Open rwbaer opened 1 year ago

rwbaer commented 1 year ago

Briefly describe what you hope to achieve: I am struggling to optimize processing across a VPN connection.

I have data saved on a work (university) network resource. I access this resource via a VPN (cisco) as a mapped network drive on Windows 11 (I9 with 64 GB). Although the analysis can be done, it procedes at a snails pace compared to running within the work firewall. Processing is slow enought that RStudio can think it has lost the connection. I suspect that a part of this is inefficient authentication when accessing files but probably also includes data transfer overhead.

My question is how gating sets and corresponding framesets/cytosets are accessed across connections? Are data located in memory or temporary files on the processing computer or are they located in the remote data directory? It is appearing to me that perhaps there are "temp files" that are created in the remote directory of origin rather than on the processing computer. If this is true, is there a way to speed up processing using local memory or at least local temp files?

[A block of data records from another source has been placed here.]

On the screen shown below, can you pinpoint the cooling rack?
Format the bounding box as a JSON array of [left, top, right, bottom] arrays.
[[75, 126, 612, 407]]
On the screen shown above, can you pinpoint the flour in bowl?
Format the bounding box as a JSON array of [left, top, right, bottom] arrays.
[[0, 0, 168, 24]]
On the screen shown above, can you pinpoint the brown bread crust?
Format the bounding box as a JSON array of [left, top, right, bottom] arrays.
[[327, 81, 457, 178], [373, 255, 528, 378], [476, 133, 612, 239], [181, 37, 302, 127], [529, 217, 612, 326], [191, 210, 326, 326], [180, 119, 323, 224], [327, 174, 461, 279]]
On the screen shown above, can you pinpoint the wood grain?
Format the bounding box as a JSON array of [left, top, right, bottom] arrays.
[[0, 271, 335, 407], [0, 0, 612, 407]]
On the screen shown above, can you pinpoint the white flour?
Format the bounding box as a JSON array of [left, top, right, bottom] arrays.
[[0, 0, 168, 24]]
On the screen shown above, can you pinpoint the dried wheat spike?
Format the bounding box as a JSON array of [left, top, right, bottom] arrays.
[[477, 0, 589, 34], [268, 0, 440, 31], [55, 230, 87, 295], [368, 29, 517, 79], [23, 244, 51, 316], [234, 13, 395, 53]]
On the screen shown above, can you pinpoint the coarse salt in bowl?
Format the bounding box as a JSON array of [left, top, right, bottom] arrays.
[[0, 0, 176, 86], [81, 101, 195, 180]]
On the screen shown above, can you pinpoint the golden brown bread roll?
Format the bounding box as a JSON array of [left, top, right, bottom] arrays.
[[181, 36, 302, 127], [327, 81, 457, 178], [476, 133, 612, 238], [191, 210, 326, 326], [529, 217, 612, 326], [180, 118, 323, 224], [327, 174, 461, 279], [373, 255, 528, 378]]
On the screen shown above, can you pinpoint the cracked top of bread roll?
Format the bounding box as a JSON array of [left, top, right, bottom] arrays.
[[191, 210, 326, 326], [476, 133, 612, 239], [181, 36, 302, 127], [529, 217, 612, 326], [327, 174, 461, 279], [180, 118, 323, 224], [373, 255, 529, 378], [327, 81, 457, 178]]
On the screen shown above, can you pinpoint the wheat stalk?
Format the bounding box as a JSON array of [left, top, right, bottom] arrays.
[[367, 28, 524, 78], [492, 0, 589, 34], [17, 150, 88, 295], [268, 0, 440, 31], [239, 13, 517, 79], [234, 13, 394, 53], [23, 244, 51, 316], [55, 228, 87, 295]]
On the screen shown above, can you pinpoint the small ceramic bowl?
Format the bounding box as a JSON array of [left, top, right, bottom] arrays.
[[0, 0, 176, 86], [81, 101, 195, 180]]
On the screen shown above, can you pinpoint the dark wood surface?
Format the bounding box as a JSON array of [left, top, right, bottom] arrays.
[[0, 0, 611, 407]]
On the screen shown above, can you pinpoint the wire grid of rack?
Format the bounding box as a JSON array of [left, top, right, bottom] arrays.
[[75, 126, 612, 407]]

As an alternative, is there a better way (best proactices/recommendation) to approach analysis by breaking it up into initial processing to create a gating set and then saving the "processed gating set locally" to use for graphing and data analysis? Because transformation is "lost" or "lost track of" this process would seem to require some thought and care. Should raw data files always be moved to the processing computer prior to processing and then any results moved back to the network storage location at the end? Any recommendations? It would help to understand what information is saved where in CytoExploreR processing. Are cytosets in memory or local? How about cyto_setup() information; is that memory resident?